Implikasi teori perkembangan kognitif Piaget dalam pembelajaran adalah :
Implikasi teori perkembangan kognitif Piaget dalam pembelajaran adalah :
Bahasa dan cara berfikir anak berbeda dengan orang dewasa.
Oleh karena itu guru mengajar dengan menggunakan bahasa yang sesuai dengan cara
berfikir anak.
Anak-anak akan belajar lebih baik apabila dapat menghadapi
lingkungan dengan baik. Guru harus membantu anak agar dapat berinteraksi dengan
lingkungan sebaik-baiknya.
Bahan yang harus dipelajari anak hendaknya dirasakan baru
tetapi tidak asing.
Berikan peluang agar anak belajar sesuai tahap
perkembangannya.
Di dalam kelas, anak-anak hendaknya diberi peluang untuk
saling berbicara dan diskusi dengan teman-temanya.
C. Teori
Pemrosesan Informasi dari Robert Gagne
Asumsi yang mendasari teori ini adalah bahwa pembelajaran
merupakan faktor yang sangat penting dalam perkembangan.

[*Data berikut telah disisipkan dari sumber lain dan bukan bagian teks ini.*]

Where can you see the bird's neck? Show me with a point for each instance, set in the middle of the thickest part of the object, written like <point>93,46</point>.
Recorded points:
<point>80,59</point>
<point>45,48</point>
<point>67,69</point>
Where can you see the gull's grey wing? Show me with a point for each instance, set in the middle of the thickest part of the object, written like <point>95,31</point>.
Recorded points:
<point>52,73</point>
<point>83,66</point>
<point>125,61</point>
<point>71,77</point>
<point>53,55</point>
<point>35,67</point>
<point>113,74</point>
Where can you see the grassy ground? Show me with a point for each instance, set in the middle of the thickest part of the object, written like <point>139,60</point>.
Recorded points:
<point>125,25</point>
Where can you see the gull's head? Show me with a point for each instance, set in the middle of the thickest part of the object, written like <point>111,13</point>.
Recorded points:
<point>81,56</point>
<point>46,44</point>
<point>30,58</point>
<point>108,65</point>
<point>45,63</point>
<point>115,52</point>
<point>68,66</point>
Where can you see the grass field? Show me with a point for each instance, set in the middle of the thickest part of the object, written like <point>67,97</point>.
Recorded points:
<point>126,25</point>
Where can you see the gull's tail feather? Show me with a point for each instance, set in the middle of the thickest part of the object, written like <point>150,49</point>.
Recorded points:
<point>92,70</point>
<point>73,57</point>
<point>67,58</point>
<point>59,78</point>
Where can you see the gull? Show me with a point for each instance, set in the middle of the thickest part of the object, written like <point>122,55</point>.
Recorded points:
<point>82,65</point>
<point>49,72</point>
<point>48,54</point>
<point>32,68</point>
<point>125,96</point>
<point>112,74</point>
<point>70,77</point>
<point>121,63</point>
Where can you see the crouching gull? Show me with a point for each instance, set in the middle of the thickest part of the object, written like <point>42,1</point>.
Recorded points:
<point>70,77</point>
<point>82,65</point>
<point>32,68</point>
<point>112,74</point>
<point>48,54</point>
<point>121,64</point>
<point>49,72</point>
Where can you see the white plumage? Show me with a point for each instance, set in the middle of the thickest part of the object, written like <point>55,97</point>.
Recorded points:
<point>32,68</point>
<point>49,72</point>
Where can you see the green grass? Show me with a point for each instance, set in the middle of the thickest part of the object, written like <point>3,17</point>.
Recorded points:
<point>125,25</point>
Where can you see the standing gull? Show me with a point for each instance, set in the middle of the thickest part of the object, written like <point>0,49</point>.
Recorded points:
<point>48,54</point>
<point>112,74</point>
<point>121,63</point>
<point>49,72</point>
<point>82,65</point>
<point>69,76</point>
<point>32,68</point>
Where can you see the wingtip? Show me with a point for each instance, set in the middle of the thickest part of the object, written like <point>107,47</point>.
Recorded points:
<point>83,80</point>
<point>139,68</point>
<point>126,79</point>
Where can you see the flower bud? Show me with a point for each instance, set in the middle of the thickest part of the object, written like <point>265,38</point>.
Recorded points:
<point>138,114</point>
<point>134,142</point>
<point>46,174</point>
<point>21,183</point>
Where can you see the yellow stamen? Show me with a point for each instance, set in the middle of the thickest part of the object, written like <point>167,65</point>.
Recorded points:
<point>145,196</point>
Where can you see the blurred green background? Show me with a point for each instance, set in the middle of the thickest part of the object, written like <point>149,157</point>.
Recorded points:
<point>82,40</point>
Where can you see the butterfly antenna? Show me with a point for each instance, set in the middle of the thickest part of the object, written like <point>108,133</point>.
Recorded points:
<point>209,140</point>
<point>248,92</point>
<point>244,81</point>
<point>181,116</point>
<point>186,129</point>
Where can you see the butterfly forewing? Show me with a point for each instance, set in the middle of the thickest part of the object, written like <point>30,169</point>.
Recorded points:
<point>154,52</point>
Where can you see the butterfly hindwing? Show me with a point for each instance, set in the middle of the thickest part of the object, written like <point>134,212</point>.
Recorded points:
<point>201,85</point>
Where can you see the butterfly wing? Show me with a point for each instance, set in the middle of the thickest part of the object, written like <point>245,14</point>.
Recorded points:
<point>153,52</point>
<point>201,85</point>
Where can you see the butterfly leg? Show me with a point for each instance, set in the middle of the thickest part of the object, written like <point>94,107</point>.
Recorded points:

Perkembangan merupakan
hasil kumulatif dari pembelajaran. Menurut Gagne bahwa dalam pembelajaran
terjadi proses penerimaan informasi, untuk kemudian diolah sehingga
menghasilkan keluaran dalam bentuk hasil belajar. Dalam pemrosesan informasi
terjadi adanya interaksi antara kondisi-kondisi internal dan kondisi-kondisi
eksternal individu. Kondisi internal yaitu keadaan dalam diri individu yang
diperlukan untuk mencapai hasil belajar dan proses kognitif yang terjadi dalam
individu. Sedangkan kondisi eksternal adalah rangsangan dari lingkungan yang
mempengaruhi individu dalam proses pembelajaran.

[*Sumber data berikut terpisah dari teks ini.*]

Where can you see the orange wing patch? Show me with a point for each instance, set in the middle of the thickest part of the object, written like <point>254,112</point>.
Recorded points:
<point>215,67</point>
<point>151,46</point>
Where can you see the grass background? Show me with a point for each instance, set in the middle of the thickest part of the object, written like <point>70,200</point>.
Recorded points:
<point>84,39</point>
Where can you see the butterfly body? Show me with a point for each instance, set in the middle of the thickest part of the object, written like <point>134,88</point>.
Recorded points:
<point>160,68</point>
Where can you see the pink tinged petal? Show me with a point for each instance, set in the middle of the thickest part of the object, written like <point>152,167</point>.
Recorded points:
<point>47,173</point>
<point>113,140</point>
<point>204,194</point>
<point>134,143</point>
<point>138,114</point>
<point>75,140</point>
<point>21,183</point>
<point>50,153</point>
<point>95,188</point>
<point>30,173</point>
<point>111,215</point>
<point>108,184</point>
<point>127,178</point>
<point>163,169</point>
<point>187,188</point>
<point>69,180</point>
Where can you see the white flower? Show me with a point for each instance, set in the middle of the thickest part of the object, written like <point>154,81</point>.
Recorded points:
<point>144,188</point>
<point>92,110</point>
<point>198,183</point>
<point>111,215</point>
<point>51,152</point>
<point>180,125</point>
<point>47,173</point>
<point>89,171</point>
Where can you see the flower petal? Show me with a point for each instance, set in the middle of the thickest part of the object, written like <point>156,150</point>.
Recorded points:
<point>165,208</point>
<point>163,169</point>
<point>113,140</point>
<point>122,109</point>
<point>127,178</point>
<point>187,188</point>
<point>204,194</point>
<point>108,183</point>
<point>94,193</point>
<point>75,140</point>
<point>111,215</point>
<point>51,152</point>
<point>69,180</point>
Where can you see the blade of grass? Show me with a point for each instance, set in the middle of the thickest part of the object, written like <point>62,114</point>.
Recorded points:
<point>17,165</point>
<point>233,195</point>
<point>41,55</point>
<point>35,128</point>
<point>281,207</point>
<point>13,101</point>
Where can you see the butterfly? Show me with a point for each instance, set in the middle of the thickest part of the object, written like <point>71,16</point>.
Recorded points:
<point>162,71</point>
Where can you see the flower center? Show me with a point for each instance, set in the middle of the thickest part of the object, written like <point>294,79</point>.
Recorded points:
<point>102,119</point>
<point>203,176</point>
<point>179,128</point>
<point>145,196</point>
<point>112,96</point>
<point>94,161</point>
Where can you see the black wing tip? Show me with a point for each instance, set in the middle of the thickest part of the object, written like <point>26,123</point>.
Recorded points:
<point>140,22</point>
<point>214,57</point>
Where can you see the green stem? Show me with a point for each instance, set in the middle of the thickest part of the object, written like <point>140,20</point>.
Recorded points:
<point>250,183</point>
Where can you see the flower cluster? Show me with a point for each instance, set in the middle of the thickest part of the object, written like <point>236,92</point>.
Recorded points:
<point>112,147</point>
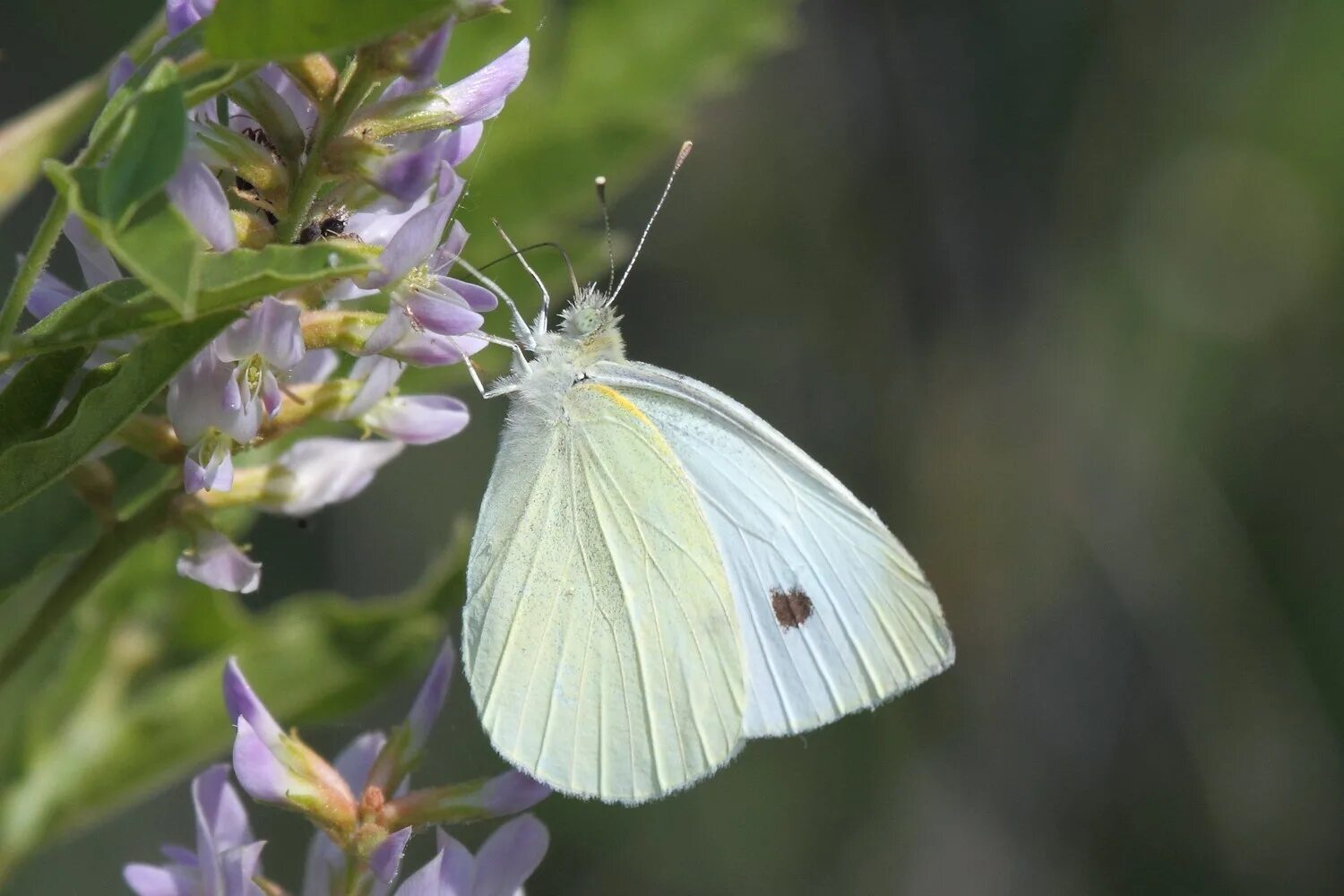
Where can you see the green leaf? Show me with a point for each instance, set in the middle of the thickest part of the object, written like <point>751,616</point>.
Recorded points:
<point>29,402</point>
<point>156,245</point>
<point>308,657</point>
<point>228,280</point>
<point>263,30</point>
<point>148,147</point>
<point>30,466</point>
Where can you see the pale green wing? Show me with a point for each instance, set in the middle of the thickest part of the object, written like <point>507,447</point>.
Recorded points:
<point>836,616</point>
<point>599,634</point>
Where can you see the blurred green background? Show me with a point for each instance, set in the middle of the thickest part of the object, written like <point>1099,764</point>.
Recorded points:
<point>1053,285</point>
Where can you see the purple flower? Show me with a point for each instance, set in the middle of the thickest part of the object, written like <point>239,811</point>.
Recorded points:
<point>206,421</point>
<point>319,471</point>
<point>220,563</point>
<point>417,419</point>
<point>196,194</point>
<point>183,13</point>
<point>475,99</point>
<point>263,344</point>
<point>400,338</point>
<point>121,70</point>
<point>226,857</point>
<point>504,861</point>
<point>427,303</point>
<point>422,66</point>
<point>226,392</point>
<point>277,767</point>
<point>481,94</point>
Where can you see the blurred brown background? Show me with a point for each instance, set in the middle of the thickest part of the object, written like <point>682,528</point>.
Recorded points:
<point>1051,284</point>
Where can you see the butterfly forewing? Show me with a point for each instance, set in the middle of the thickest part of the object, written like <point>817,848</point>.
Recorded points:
<point>835,613</point>
<point>599,635</point>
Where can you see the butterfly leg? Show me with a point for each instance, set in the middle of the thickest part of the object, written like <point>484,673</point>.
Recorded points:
<point>518,349</point>
<point>476,376</point>
<point>543,317</point>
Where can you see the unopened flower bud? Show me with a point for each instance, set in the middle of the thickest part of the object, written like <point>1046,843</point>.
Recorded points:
<point>280,769</point>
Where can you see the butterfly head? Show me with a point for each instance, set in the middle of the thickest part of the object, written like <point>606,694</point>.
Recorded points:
<point>589,314</point>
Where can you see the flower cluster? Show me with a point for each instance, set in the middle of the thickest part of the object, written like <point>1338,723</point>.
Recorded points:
<point>360,804</point>
<point>367,160</point>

Menurut Gagne tahapan proses pembelajaran meliputi delapan
fase yaitu, (1) motivasi; (2) pemahaman; (3) pemerolehan; (4) penyimpanan; (5)

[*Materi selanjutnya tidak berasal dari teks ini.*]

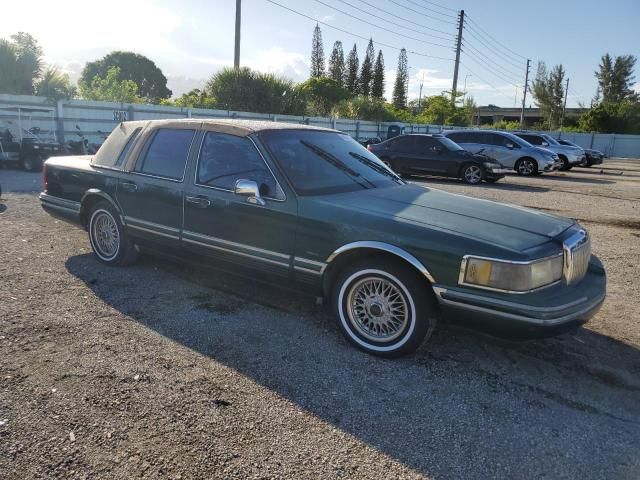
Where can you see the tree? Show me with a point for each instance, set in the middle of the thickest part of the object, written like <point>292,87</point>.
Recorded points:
<point>247,90</point>
<point>615,78</point>
<point>20,64</point>
<point>377,83</point>
<point>336,64</point>
<point>55,84</point>
<point>548,93</point>
<point>366,71</point>
<point>351,73</point>
<point>322,94</point>
<point>402,78</point>
<point>149,79</point>
<point>317,53</point>
<point>110,88</point>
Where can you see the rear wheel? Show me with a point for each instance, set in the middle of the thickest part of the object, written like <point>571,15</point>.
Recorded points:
<point>107,236</point>
<point>526,167</point>
<point>32,162</point>
<point>382,307</point>
<point>472,173</point>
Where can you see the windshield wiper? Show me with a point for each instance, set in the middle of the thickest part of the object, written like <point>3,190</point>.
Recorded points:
<point>340,165</point>
<point>378,168</point>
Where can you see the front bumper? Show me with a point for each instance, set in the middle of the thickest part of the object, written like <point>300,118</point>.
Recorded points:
<point>546,312</point>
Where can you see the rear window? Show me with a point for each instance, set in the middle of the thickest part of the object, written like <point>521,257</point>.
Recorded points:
<point>167,154</point>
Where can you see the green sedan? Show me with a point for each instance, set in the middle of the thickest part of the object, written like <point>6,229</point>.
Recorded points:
<point>311,209</point>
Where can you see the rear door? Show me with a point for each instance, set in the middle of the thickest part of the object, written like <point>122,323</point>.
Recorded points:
<point>151,195</point>
<point>430,156</point>
<point>227,227</point>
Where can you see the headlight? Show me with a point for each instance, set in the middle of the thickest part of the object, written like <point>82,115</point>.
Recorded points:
<point>509,276</point>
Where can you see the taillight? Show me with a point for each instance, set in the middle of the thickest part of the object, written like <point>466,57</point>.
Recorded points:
<point>44,177</point>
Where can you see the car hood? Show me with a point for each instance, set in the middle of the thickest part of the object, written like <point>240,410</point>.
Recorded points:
<point>508,226</point>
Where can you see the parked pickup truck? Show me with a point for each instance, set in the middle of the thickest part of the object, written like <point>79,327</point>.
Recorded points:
<point>311,208</point>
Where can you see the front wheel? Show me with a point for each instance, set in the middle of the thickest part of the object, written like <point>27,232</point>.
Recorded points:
<point>526,167</point>
<point>107,236</point>
<point>472,174</point>
<point>383,307</point>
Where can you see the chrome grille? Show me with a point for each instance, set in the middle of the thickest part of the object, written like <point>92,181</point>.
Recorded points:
<point>577,253</point>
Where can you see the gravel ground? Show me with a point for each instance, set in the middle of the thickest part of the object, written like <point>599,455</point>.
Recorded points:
<point>155,371</point>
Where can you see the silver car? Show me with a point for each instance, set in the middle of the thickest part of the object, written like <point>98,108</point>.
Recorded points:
<point>569,155</point>
<point>510,150</point>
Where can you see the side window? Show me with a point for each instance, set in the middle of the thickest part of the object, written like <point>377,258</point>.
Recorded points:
<point>127,147</point>
<point>405,144</point>
<point>460,137</point>
<point>424,144</point>
<point>532,139</point>
<point>167,153</point>
<point>225,159</point>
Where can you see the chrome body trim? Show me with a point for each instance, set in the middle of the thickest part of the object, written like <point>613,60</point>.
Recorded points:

ingatan kembali; (6) generalisasi; (7) perlakuan dan (8) umpan balik.
D. Teori Belajar Gestalt
Gestalt berasal dari bahasa Jerman yang mempunyai padanan
arti sebagai “bentuk atau konfigurasi”. Pokok pandangan Gestalt adalah bahwa
obyek atau peristiwa tertentu akan dipandang sebagai sesuatu keseluruhan yang
terorganisasikan. Menurut Koffka dan Kohler, ada tujuh prinsip organisasi yang
terpenting yaitu :
Hubungan bentuk dan latar (figure and gound relationship);
yaitu menganggap bahwa setiap bidang pengamatan dapat dibagi dua yaitu figure
(bentuk) dan latar belakang. Penampilan suatu obyek seperti ukuran,
potongan, warna dan sebagainya membedakan figure dari latar belakang. Bila
figure dan latar bersifat samar-samar, maka akan terjadi kekaburan penafsiran
antara latar dan figure.
Kedekatan (proxmity); bahwa unsur-unsur yang saling
berdekatan (baik waktu maupun ruang) dalam bidang pengamatan akan dipandang
sebagai satu bentuk tertentu.
Kesamaan (similarity); bahwa sesuatu yang memiliki
kesamaan cenderung akan dipandang sebagai suatu obyek yang saling memiliki.
Arah bersama (common direction); bahwa unsur-unsur
bidang pengamatan yang berada dalam arah yang sama cenderung akan dipersepsi
sebagi suatu figure atau bentuk tertentu.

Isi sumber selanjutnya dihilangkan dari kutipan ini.